My first real job was working at a writing center at my undergraduate college as a tutor. Often, fellow students from my classes would come in for help on papers, and sometimes they would remember that we did, in fact, share a class. One time, I helped a middle-aged gentleman from an American literature course with a paper. We discussed his rough draft and possible avenues of exploration on Sylvia Plath and generally had a nice conversation. After I wished him luck on the paper and a nice afternoon, he stopped me with a question: “Just out of curiosity, are you Jewish?” To this day, I’m still not sure why he asked that.
A few years ago, I was given the wonderful chance to go to Japan.

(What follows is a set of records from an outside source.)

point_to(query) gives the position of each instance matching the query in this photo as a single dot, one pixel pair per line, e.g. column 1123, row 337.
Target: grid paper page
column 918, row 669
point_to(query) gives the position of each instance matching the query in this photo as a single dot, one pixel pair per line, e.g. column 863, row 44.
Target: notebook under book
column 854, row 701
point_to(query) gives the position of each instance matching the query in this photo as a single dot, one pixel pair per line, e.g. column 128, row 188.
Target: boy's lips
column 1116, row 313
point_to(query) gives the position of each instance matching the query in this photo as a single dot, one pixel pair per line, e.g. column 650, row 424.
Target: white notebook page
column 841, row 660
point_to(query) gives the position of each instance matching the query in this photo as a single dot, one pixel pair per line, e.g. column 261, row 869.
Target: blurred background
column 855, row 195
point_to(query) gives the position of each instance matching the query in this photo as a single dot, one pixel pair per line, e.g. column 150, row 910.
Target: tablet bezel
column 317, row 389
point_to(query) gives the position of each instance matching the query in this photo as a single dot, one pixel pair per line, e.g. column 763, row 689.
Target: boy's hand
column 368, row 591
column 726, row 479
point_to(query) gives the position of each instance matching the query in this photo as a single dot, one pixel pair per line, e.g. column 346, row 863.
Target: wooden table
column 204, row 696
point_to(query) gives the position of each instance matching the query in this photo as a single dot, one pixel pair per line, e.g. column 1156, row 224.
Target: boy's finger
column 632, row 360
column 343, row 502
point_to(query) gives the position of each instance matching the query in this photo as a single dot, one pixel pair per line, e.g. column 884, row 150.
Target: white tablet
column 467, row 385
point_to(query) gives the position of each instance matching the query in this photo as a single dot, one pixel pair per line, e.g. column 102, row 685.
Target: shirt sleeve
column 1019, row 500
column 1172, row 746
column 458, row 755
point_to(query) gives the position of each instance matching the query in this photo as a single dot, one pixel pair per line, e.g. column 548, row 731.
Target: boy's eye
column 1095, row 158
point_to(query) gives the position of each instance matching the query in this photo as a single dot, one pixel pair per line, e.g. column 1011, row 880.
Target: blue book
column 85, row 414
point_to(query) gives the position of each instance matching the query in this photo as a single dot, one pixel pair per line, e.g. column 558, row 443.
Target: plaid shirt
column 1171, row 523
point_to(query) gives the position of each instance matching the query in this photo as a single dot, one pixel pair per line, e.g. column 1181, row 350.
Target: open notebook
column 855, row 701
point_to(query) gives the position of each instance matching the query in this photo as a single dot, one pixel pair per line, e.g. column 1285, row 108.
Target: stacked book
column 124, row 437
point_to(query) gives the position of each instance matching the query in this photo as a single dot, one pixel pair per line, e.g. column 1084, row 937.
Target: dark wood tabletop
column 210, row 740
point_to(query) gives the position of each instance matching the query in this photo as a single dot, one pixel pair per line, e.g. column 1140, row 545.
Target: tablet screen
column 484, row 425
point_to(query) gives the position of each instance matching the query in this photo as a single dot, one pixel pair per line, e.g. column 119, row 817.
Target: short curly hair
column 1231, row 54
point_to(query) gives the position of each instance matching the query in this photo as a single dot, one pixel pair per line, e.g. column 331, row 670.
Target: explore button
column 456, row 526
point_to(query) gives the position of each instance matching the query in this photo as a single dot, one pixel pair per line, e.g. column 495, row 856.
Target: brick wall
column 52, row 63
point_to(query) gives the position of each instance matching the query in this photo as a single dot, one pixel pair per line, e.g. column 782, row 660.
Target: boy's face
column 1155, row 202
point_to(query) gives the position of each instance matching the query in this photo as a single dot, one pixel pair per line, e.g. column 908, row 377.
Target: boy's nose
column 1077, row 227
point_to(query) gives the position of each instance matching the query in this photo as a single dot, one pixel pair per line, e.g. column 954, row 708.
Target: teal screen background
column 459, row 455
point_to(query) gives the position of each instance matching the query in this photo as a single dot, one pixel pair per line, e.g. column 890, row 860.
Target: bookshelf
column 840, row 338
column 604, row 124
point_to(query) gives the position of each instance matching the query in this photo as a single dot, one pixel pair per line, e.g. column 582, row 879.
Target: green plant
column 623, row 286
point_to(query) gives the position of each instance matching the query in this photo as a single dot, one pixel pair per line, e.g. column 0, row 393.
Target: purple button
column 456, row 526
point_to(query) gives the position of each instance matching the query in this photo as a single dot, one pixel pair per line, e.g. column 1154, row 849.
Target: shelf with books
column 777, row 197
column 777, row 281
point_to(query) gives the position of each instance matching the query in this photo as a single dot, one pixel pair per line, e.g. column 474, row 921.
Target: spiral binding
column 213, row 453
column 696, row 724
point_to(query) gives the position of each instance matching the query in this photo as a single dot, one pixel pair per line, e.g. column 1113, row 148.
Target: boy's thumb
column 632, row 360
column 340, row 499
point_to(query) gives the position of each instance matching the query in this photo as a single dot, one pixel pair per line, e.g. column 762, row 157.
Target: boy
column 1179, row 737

With some puzzlement and amusement, I realized what it’s like to not blend into a crowd. Right away, people could look at me and know that I didn’t belong, a definite gaijin. But on the other hand, my roommate would often complain that she would lose track of me in the rush of people. Blond and fond of wearing bright colors, she was easily found, but with dark hair, a mostly earth tone wardrobe, and the average height of a Japanese, I had some unintentional camouflage. Later that summer when we were walking through Kyoto, my sister’s roommate told me that I could pass for half.
“Half?” I asked.
“Half-Japanese. Dark hair, dark eyes, pale skin. And you have a Japanese soul.”
I didn’t know what to say. I didn’t know what that meant, but it felt a very high compliment.
When my sister and I studied abroad at Oxford, we took a cab to what would be our house for a few months. Our flight had arrived the day before, and we were seriously jetlagged, but perky enough to give some directions and get our bags where they needed to go. We’re both fairly quiet by nature, especially around strangers, so we sat contentedly looking out the windows as we drove through town. The cabbie spoke up after we’d been driving for a few minutes. He glanced over his shoulder for a moment and asked in a thick Middle-Eastern accent, “Are you Spanish?”
We blinked a few times, processing. “Sorry?”
“Are you from Spain, then?”
We smiled and told him, no, we’re from the United States. He shrugged, looking a little befuddled. He went on to explain that we were too quiet to be Americans.
“Americans, they always talk so much, very loud,” he said. “Want to talk, talk, talk, about everything.”
So, to this day, I’m still not sure what I “look like,” but it reminds me that people are complex creations, and though you can often judge a book by its cover, you can never know a person only by theirs. I’d like to think that everywhere a person goes, traveling by airplane or book, she picks up pieces that become a part of her without knowing it. Some of these pieces are more visible, like the British word pronunciations that one of my good friends who studied in Oxford acquired or the Japanese apologetic hand gestures that she teases me for using sometimes, but many are more subtle, the ones that quietly resonate and shape us. How often are we looking for easy ways to categorize each other when it is so much more heartening to find that other people are like you, a wonderful chaos of experience and appearance?